O diálogo dessas duas mulheres contrastantes dá-se em momentos definitivos de suas vidas, nos quais grandes escolhas estão por serem feitas. A emoção do diálogo, as falas pungentes, os — como mais uma vez disse Henry James a respeito deste livro — “duelos verbais” entre elas são fascinantes, e são assim pela humanidade, pela verdade, pelo despir de qualquer vaidade num momento em que a única coisa que as une é o fato de serem mulheres, incompreendidas e ali, solitárias, apesar de significarem lucidez (Dorothea) ou ruína (Rosamond) em um mundo que as vê como meros enfeites sem ideias e pensamentos. Cabe a elas nada mais do que serem solidárias uma com a outra.
O drama maior é a revelação a Rosamond, ao ver a grandeza que exala de Dorothea, sobre a pequenez de sua vida, de seus gostos e ambições. A generosidade que repousava em Dorothea não serve somente para fazê-la perceber o mundo de equívocos no qual vivia com seu marido, ante o qual era egoísta e perversa, mas também para mostrar o largo caminho que ela poderia percorrer na direção de tentar ser, por que não, mais parecida com Dorothea, que sabia contemplar o mundo e a vida em sua esfera de dor e em seus contornos de felicidade, reerguendo-se de um casamento angustiante e claustrofóbico com o pseudointelectual mr. Casaubon.
Depois de uma cena de imenso despojamento sentimental das duas, na qual tudo é falado, seria comum esperarmos na despedida um derramamento emocional em forma de gratidão: o abraço cúmplice ou a saudação lisonjeira entre um exemplo a ser seguido e uma grata discípula. Mas George Eliot, que, repito — para muitos talvez escreva como um homem —, frustra o leitor romântico do século 19. Vejamos a objetividade, a falta de misericórdia e a economia verbal de George Eliot: “Estendeu a mão a Rosamond, e as duas trocaram um adeus tranquilo e grave, sem beijos ou quaisquer demonstrações efusivas: a emoção por elas partilhada fora séria demais para permitir agora um uso superficial de seus sinais”.

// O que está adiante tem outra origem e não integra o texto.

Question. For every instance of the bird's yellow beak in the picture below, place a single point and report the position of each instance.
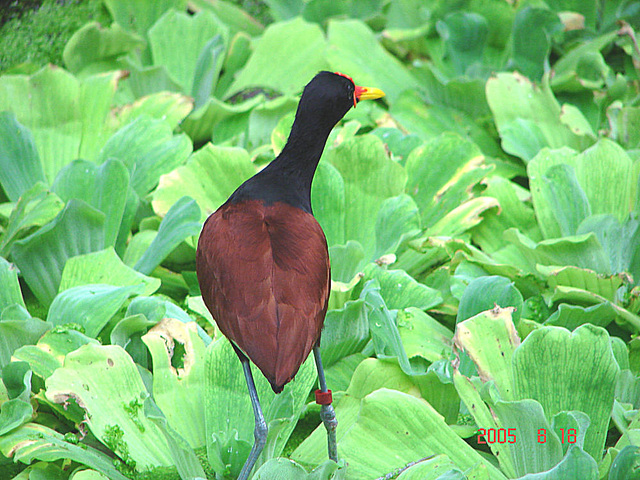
(366, 93)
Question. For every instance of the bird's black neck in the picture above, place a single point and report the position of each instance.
(288, 178)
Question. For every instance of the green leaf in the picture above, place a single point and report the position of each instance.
(210, 176)
(178, 380)
(576, 464)
(193, 33)
(207, 70)
(328, 201)
(527, 117)
(35, 208)
(348, 39)
(604, 172)
(106, 384)
(346, 261)
(582, 251)
(620, 241)
(440, 173)
(182, 220)
(297, 61)
(513, 213)
(345, 332)
(550, 365)
(464, 35)
(430, 120)
(416, 431)
(433, 468)
(101, 187)
(533, 29)
(170, 107)
(48, 354)
(490, 338)
(41, 257)
(228, 411)
(370, 375)
(67, 117)
(90, 306)
(485, 293)
(14, 413)
(141, 15)
(212, 120)
(572, 316)
(564, 198)
(369, 177)
(423, 336)
(233, 16)
(280, 468)
(625, 466)
(34, 441)
(107, 268)
(20, 166)
(148, 149)
(398, 220)
(96, 48)
(583, 67)
(10, 293)
(400, 290)
(605, 286)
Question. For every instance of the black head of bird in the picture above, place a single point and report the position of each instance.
(262, 258)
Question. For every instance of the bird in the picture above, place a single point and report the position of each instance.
(262, 260)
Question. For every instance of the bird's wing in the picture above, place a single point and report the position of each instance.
(264, 275)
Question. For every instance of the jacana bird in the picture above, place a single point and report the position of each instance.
(262, 259)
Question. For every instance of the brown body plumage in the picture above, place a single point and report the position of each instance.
(275, 309)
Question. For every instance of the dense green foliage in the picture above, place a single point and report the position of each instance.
(483, 221)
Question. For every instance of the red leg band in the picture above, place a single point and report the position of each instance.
(323, 398)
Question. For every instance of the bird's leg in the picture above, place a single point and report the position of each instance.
(261, 430)
(327, 414)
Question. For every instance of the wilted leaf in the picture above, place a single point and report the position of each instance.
(105, 382)
(178, 379)
(33, 441)
(490, 338)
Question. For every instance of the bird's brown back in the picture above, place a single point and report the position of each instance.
(264, 276)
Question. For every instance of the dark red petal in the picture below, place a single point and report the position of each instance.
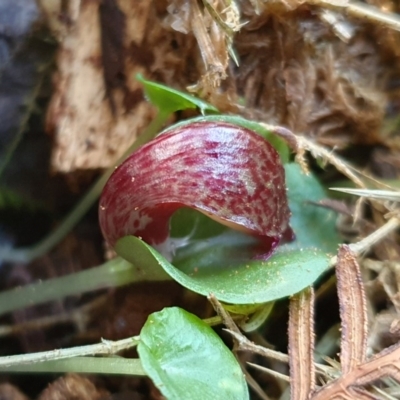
(225, 171)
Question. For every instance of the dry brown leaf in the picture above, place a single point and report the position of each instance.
(301, 344)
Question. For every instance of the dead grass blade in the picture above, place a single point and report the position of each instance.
(301, 344)
(353, 310)
(389, 195)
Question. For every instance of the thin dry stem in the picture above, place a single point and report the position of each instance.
(353, 310)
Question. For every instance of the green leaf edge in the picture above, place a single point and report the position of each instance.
(279, 144)
(177, 100)
(181, 324)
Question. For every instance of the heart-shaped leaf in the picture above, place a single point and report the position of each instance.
(220, 268)
(186, 359)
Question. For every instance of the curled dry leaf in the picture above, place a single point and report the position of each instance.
(225, 171)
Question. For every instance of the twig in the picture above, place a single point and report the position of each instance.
(363, 11)
(106, 347)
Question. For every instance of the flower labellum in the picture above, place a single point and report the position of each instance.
(225, 171)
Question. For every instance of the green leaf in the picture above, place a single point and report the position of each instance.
(169, 100)
(186, 359)
(221, 268)
(314, 226)
(279, 144)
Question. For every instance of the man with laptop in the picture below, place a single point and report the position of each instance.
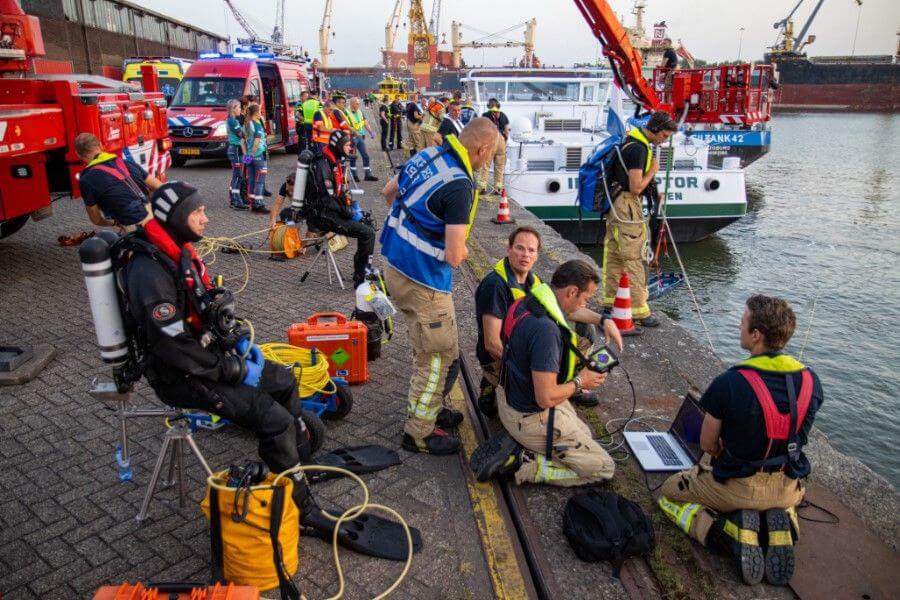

Paulo Francis afirmou, em março de 1994, que “Middlemarch, de George Eliot, é a mais sutil e completa análise social da Inglaterra no século 19”. Para além de ser uma análise social perspicaz, é, também e igualmente, um espelho de Stendhal, no qual vemos os dissabores e fraquezas da alma e do comportamento humanos, feito que certamente coloca George Eliot no mesmo patamar dos grandes romancistas ingleses do século 19, sendo talvez ela a melhor deles.
Virginia Woolf dizia que Middlemarch fazia com que a maior parte dos outros romances ingleses de seu tempo parecesse destinar-se a um público juvenil. Assim é porque esse livro da era vitoriana tem o poder de nos fazer envelhecer. Sua linguagem precisa e correta aliada a tipos inesquecíveis, tão dotados de vida e de psicologia, como se vê em poucos romances, leva-nos às vezes à lembrança das páginas de “Guerra e Paz”, através das quais chegamos a sentir o cheiro da época a que Tolstói nos leva. E se esse russo tão bem nos deu sua Natasha infindável na mente de seus leitores, podemos carregar, com George Eliot, Dorothea em nossa reflexão, perpetuamente.